Filling in those blanks: four new comedies - including one starring Robin Williams and Sarah Michelle Gellar - and two dramas that will share a time slot, with the first, the highly serialized "Hostages," running for 15 episodes, followed in February by "Intelligence," as CBS joined the rest of the major networks in pledging fewer reruns next season.

"Hostages," based on an idea originally developed for Israeli TV that didn't get made, stars Toni Collette ("United States of Tara") as a surgeon whose family is taken hostage by a rogue FBI agent (Dylan McDermott, "American Horror Story") just as she's preparing to operate on the president of the Unites States.

"Intelligence" stars Josh Holloway ("Lost") as a federal agent with a microchip in his head that gives him access to the Internet - a more fashion-friendly version of Google Glass? - with a boss played by Marg Helgenberger ("CSI").

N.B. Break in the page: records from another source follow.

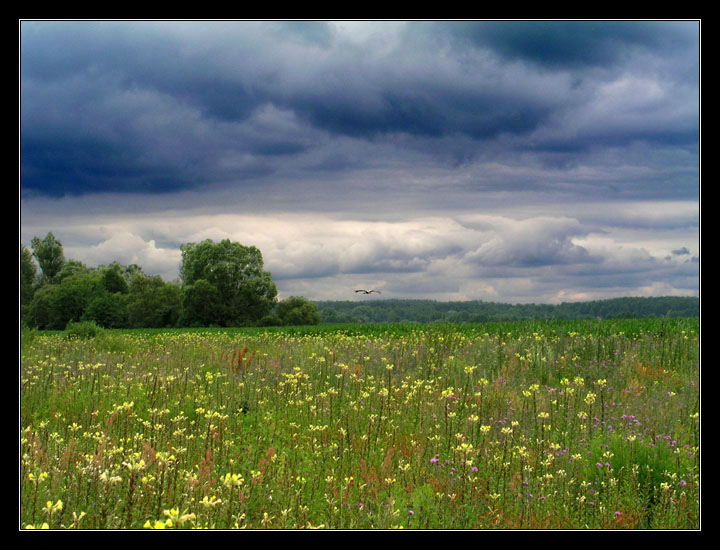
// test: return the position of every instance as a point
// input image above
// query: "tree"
(113, 281)
(28, 274)
(49, 255)
(239, 290)
(152, 303)
(200, 301)
(108, 310)
(297, 310)
(55, 305)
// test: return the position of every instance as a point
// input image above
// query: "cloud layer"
(513, 160)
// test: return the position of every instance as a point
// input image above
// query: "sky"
(516, 161)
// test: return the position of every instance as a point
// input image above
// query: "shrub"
(82, 329)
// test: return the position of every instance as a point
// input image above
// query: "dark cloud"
(571, 107)
(572, 44)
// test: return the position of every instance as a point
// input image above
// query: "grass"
(527, 425)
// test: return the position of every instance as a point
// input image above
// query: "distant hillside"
(428, 311)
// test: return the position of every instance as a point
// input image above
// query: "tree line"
(225, 284)
(221, 284)
(429, 311)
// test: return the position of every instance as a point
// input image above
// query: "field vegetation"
(518, 425)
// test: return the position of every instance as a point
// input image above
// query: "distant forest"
(429, 311)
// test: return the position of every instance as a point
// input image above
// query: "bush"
(297, 310)
(82, 329)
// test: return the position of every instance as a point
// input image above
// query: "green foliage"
(297, 310)
(365, 426)
(429, 311)
(49, 254)
(55, 305)
(107, 310)
(28, 274)
(237, 290)
(113, 281)
(82, 329)
(200, 304)
(152, 302)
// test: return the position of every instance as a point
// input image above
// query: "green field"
(523, 425)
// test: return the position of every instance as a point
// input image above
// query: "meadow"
(524, 425)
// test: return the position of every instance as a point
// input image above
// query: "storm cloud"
(504, 160)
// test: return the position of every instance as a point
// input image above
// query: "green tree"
(152, 303)
(107, 309)
(244, 292)
(49, 255)
(297, 310)
(28, 274)
(55, 305)
(200, 308)
(113, 281)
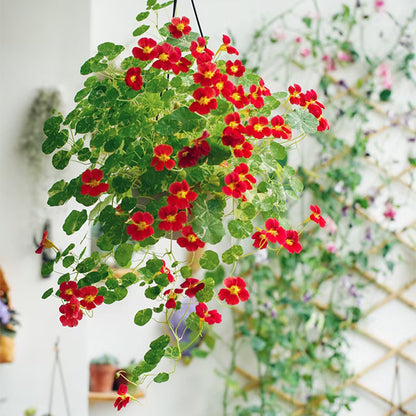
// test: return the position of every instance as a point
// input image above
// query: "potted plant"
(182, 143)
(102, 372)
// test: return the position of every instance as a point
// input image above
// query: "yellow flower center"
(204, 100)
(163, 57)
(234, 290)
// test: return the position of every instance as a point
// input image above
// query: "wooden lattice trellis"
(391, 351)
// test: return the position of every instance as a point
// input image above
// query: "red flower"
(134, 79)
(243, 150)
(199, 51)
(190, 240)
(204, 100)
(71, 313)
(223, 86)
(316, 215)
(181, 195)
(294, 94)
(172, 296)
(45, 243)
(275, 233)
(188, 156)
(162, 157)
(179, 27)
(141, 227)
(91, 183)
(235, 291)
(309, 100)
(234, 186)
(258, 127)
(207, 74)
(172, 219)
(165, 270)
(192, 286)
(181, 66)
(260, 239)
(210, 317)
(280, 130)
(123, 398)
(255, 96)
(291, 244)
(90, 297)
(226, 47)
(323, 124)
(68, 289)
(166, 56)
(146, 50)
(242, 171)
(235, 68)
(237, 97)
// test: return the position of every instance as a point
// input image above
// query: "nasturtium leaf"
(154, 356)
(47, 268)
(74, 221)
(161, 378)
(47, 293)
(67, 261)
(160, 343)
(123, 254)
(140, 30)
(143, 316)
(240, 229)
(141, 16)
(186, 271)
(209, 260)
(152, 292)
(279, 152)
(61, 159)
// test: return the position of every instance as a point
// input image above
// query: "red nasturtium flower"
(210, 317)
(141, 227)
(45, 243)
(71, 312)
(146, 50)
(123, 397)
(226, 46)
(90, 298)
(260, 239)
(199, 50)
(166, 56)
(204, 100)
(172, 219)
(190, 240)
(162, 158)
(181, 195)
(91, 183)
(192, 286)
(291, 244)
(179, 27)
(294, 94)
(258, 127)
(274, 232)
(235, 291)
(235, 68)
(316, 215)
(172, 295)
(134, 79)
(68, 289)
(279, 129)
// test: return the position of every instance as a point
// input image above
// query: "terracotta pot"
(6, 349)
(102, 377)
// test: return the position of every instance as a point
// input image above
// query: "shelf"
(94, 396)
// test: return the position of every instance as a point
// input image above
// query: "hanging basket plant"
(174, 138)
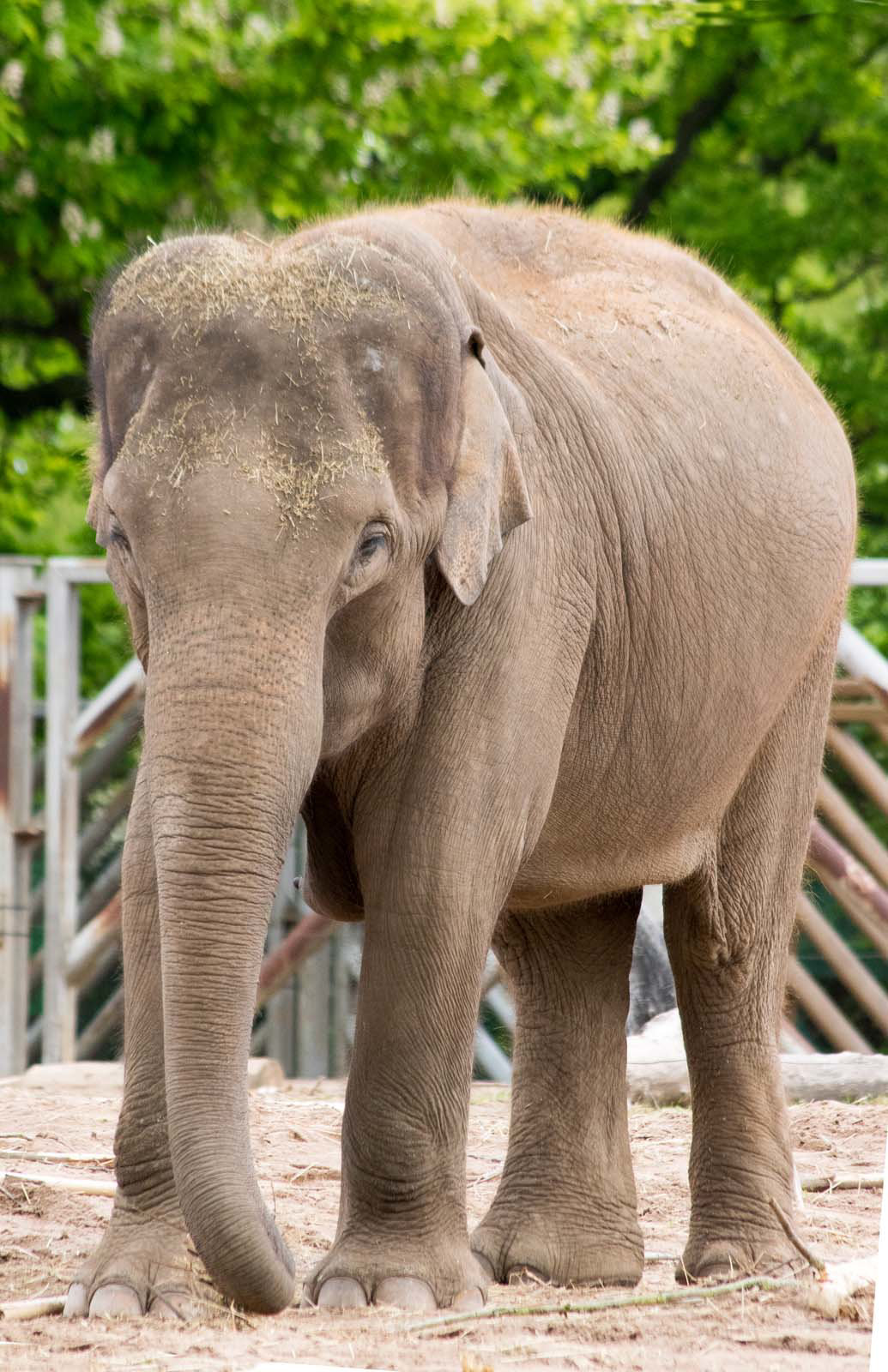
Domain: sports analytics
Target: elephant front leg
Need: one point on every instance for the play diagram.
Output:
(565, 1205)
(142, 1262)
(402, 1231)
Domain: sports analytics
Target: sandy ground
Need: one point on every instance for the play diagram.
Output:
(295, 1132)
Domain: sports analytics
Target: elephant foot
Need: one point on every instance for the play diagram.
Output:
(140, 1268)
(559, 1253)
(412, 1276)
(729, 1260)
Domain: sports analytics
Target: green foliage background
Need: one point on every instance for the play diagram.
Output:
(754, 130)
(751, 129)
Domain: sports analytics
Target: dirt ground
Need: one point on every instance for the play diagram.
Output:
(295, 1134)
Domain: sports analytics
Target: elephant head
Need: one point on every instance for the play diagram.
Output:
(290, 436)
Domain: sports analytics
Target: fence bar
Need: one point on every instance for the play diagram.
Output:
(858, 894)
(121, 692)
(825, 1014)
(844, 962)
(59, 1026)
(869, 571)
(18, 597)
(88, 947)
(849, 825)
(105, 1022)
(860, 766)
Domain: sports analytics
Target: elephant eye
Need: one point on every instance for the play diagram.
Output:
(375, 541)
(371, 544)
(118, 537)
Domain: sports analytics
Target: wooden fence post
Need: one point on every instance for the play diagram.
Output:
(61, 882)
(20, 596)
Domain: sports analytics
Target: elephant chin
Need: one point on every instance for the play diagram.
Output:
(222, 804)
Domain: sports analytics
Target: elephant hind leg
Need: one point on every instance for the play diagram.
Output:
(728, 930)
(565, 1205)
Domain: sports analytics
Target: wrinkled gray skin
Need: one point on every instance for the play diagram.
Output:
(510, 548)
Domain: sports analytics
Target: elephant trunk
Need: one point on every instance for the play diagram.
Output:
(233, 748)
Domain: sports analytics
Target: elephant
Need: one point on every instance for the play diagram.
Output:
(510, 546)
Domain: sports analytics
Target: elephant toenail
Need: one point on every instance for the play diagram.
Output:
(407, 1293)
(469, 1300)
(523, 1275)
(117, 1301)
(76, 1303)
(342, 1293)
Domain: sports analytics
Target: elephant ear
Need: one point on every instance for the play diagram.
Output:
(487, 494)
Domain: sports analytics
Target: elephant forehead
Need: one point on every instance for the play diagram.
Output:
(165, 452)
(188, 285)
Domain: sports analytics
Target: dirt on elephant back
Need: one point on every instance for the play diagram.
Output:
(295, 1132)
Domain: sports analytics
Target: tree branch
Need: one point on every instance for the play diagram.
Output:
(693, 123)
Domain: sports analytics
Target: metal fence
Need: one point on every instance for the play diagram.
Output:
(63, 803)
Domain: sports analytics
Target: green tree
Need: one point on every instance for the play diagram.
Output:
(751, 129)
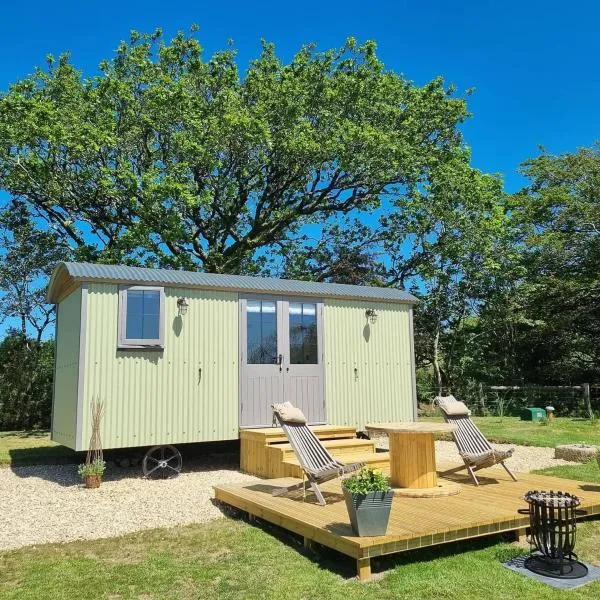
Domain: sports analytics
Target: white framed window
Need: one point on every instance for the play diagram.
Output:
(141, 316)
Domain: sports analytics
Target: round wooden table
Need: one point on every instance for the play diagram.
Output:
(412, 458)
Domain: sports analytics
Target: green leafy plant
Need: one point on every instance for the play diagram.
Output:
(95, 467)
(367, 480)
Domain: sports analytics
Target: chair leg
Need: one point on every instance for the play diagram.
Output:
(453, 470)
(473, 476)
(508, 471)
(291, 488)
(318, 494)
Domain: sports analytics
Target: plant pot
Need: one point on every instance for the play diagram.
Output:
(92, 481)
(369, 513)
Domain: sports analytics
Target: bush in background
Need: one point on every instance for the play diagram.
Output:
(26, 373)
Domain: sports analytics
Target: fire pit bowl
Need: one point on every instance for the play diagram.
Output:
(552, 520)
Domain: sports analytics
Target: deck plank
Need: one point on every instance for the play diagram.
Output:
(414, 522)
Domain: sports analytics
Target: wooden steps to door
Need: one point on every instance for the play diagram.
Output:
(377, 460)
(267, 453)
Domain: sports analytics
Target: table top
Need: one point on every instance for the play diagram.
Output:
(412, 427)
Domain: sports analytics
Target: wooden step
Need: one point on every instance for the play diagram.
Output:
(275, 435)
(343, 446)
(344, 450)
(377, 460)
(255, 444)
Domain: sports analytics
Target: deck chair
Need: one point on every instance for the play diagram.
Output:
(473, 447)
(317, 464)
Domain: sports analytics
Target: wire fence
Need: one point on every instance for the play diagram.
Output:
(581, 400)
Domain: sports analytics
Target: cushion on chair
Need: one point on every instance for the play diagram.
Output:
(452, 407)
(289, 413)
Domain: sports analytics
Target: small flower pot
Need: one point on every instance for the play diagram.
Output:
(92, 481)
(369, 513)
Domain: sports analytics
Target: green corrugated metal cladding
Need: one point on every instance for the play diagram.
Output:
(369, 368)
(66, 372)
(187, 392)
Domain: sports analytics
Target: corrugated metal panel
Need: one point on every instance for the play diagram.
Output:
(369, 368)
(64, 410)
(187, 392)
(239, 283)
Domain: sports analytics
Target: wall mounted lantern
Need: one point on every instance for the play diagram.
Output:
(182, 306)
(371, 315)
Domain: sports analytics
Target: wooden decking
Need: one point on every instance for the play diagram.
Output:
(415, 522)
(266, 453)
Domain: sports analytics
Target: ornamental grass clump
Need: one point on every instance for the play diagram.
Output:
(93, 469)
(367, 480)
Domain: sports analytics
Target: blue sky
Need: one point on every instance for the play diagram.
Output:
(533, 64)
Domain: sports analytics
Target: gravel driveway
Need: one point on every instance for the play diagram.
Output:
(47, 503)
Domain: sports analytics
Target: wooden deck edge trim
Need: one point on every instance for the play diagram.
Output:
(316, 534)
(374, 548)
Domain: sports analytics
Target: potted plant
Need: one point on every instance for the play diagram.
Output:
(92, 472)
(369, 501)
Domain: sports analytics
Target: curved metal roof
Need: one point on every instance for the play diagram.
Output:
(69, 272)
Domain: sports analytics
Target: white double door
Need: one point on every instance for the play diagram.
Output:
(281, 358)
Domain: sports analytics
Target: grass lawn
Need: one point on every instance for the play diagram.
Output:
(552, 433)
(32, 448)
(230, 559)
(35, 447)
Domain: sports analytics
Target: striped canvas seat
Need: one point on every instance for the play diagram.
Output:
(316, 462)
(473, 447)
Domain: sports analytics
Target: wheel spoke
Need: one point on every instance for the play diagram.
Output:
(154, 469)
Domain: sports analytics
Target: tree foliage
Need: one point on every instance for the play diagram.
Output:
(28, 255)
(167, 158)
(26, 372)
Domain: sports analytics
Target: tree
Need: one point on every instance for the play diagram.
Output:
(28, 256)
(345, 252)
(559, 217)
(450, 241)
(169, 159)
(26, 372)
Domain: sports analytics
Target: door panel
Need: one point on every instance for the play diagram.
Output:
(281, 358)
(303, 344)
(261, 377)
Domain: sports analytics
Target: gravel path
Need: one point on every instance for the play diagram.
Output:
(46, 503)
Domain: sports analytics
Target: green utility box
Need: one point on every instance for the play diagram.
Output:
(533, 414)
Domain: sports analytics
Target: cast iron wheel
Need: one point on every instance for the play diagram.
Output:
(162, 462)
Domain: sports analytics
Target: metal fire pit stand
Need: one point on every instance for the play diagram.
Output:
(552, 520)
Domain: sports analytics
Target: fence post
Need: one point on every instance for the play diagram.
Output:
(587, 399)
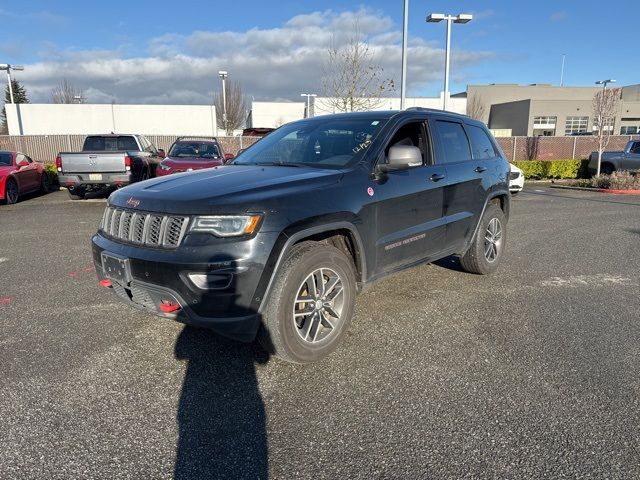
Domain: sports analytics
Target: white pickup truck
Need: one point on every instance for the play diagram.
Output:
(628, 159)
(107, 161)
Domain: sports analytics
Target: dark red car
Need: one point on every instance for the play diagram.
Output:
(19, 175)
(186, 155)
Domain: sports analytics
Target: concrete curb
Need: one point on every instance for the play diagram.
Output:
(600, 190)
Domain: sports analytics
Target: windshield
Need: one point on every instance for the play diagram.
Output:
(195, 150)
(324, 143)
(5, 158)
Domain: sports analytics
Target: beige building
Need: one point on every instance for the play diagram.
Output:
(547, 110)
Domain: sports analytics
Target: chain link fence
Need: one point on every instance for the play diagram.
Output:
(557, 148)
(44, 148)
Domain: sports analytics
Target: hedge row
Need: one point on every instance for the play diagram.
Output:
(539, 169)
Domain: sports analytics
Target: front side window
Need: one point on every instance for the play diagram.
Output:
(481, 144)
(322, 143)
(454, 142)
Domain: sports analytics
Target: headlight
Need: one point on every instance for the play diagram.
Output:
(226, 225)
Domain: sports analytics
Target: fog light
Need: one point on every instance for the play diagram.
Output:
(167, 306)
(210, 281)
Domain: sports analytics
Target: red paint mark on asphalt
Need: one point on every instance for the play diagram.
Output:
(87, 269)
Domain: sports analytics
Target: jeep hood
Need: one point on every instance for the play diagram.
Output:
(231, 188)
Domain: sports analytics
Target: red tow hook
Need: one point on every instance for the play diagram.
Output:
(167, 306)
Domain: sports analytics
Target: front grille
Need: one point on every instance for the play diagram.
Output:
(143, 228)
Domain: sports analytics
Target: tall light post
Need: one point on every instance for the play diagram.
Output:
(223, 75)
(308, 95)
(8, 67)
(403, 74)
(438, 17)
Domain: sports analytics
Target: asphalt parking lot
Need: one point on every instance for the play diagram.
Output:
(533, 372)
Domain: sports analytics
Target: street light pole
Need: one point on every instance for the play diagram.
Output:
(403, 74)
(308, 95)
(8, 67)
(438, 17)
(223, 75)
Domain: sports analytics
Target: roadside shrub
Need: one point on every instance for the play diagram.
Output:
(540, 169)
(619, 180)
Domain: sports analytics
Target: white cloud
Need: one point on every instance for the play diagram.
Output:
(274, 63)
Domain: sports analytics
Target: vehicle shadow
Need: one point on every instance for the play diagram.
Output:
(221, 415)
(451, 262)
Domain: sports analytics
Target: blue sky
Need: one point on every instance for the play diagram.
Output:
(168, 52)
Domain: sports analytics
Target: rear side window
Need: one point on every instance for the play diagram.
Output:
(454, 142)
(481, 144)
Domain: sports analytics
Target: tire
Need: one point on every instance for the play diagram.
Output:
(606, 169)
(45, 183)
(11, 192)
(302, 332)
(76, 194)
(487, 246)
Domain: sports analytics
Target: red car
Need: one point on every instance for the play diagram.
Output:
(19, 175)
(186, 155)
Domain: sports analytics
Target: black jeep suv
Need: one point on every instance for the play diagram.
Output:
(279, 242)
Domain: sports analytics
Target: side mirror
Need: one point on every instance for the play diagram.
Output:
(402, 157)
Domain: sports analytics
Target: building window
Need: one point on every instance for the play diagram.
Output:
(608, 124)
(576, 125)
(544, 126)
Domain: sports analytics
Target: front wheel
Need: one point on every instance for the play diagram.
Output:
(488, 244)
(311, 304)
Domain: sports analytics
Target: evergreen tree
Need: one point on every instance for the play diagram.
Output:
(19, 96)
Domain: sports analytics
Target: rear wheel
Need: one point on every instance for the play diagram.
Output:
(76, 194)
(311, 304)
(11, 192)
(487, 245)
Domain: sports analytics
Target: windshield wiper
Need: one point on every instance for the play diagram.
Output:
(278, 164)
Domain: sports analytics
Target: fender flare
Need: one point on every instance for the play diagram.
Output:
(294, 238)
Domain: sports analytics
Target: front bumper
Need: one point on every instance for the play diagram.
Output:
(161, 276)
(83, 180)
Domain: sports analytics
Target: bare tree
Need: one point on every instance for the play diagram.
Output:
(532, 146)
(236, 107)
(352, 80)
(66, 92)
(605, 105)
(476, 107)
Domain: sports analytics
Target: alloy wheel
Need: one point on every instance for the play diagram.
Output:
(493, 240)
(318, 305)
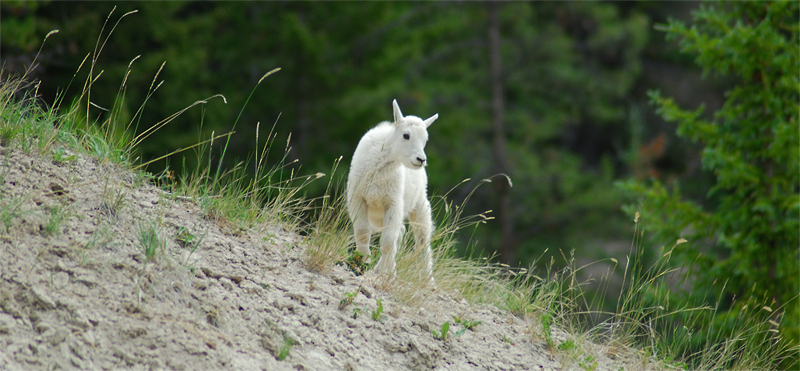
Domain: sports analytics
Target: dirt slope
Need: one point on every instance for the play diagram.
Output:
(80, 294)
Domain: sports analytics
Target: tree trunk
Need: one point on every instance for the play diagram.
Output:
(499, 137)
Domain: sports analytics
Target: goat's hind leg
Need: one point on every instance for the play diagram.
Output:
(422, 225)
(362, 231)
(391, 233)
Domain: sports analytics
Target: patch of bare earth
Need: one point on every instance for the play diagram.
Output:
(80, 293)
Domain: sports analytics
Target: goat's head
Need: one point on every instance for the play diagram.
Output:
(410, 136)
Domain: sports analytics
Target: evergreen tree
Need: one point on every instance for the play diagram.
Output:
(746, 243)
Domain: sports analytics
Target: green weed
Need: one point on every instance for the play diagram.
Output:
(377, 314)
(468, 324)
(348, 299)
(285, 347)
(58, 214)
(150, 239)
(443, 334)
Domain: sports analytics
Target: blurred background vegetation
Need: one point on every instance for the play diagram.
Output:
(552, 94)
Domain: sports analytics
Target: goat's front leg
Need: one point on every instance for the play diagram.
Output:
(390, 238)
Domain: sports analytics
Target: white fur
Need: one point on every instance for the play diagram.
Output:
(387, 184)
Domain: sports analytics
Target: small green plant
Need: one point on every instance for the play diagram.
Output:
(53, 224)
(286, 346)
(356, 263)
(9, 211)
(588, 363)
(184, 237)
(377, 314)
(443, 334)
(567, 345)
(547, 321)
(60, 155)
(150, 239)
(348, 299)
(468, 324)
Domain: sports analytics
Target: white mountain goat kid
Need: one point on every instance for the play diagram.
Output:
(387, 184)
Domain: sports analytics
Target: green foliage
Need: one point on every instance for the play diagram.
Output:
(468, 324)
(377, 314)
(744, 245)
(150, 239)
(566, 345)
(348, 299)
(570, 71)
(285, 348)
(547, 321)
(441, 335)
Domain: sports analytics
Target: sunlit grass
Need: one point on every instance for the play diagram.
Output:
(647, 321)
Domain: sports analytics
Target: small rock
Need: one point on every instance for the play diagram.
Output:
(60, 280)
(41, 298)
(59, 337)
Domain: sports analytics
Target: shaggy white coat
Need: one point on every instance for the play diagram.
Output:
(387, 184)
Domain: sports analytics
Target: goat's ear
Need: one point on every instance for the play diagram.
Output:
(398, 116)
(430, 120)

The new comedies are: "We Are Men," starring Kal Penn ("House"), Tony Shalhoub ("Monk"), Jerry O'Connell ("Carpoolers") and Chris Smith as newly single guys living in a short-term apartment complex; "Mom," starring Anna Faris as a "newly sober single mom" and  Allison Janney ("The West Wing") as her "critical, estranged mother"; "The Millers," starring Will Arnett ("Arrested Development") as a newly divorced man whose parents (Margo Martindale and Beau Bridges) decide to separate after 43 years; and "The Crazy Ones," in which Williams - whom Tassler called "a defining comic voice of our time" - and Gellar (the defining vampire slayer of our time) play father and daughter partners in an ad agency.

On the move: "Hawaii Five-0," which shifts to 9 p.m. Fridays; "Person of Interest," to 10 p.m. Tuesdays; and "Two and a Half Men," to 9:30 p.m. Thursdays.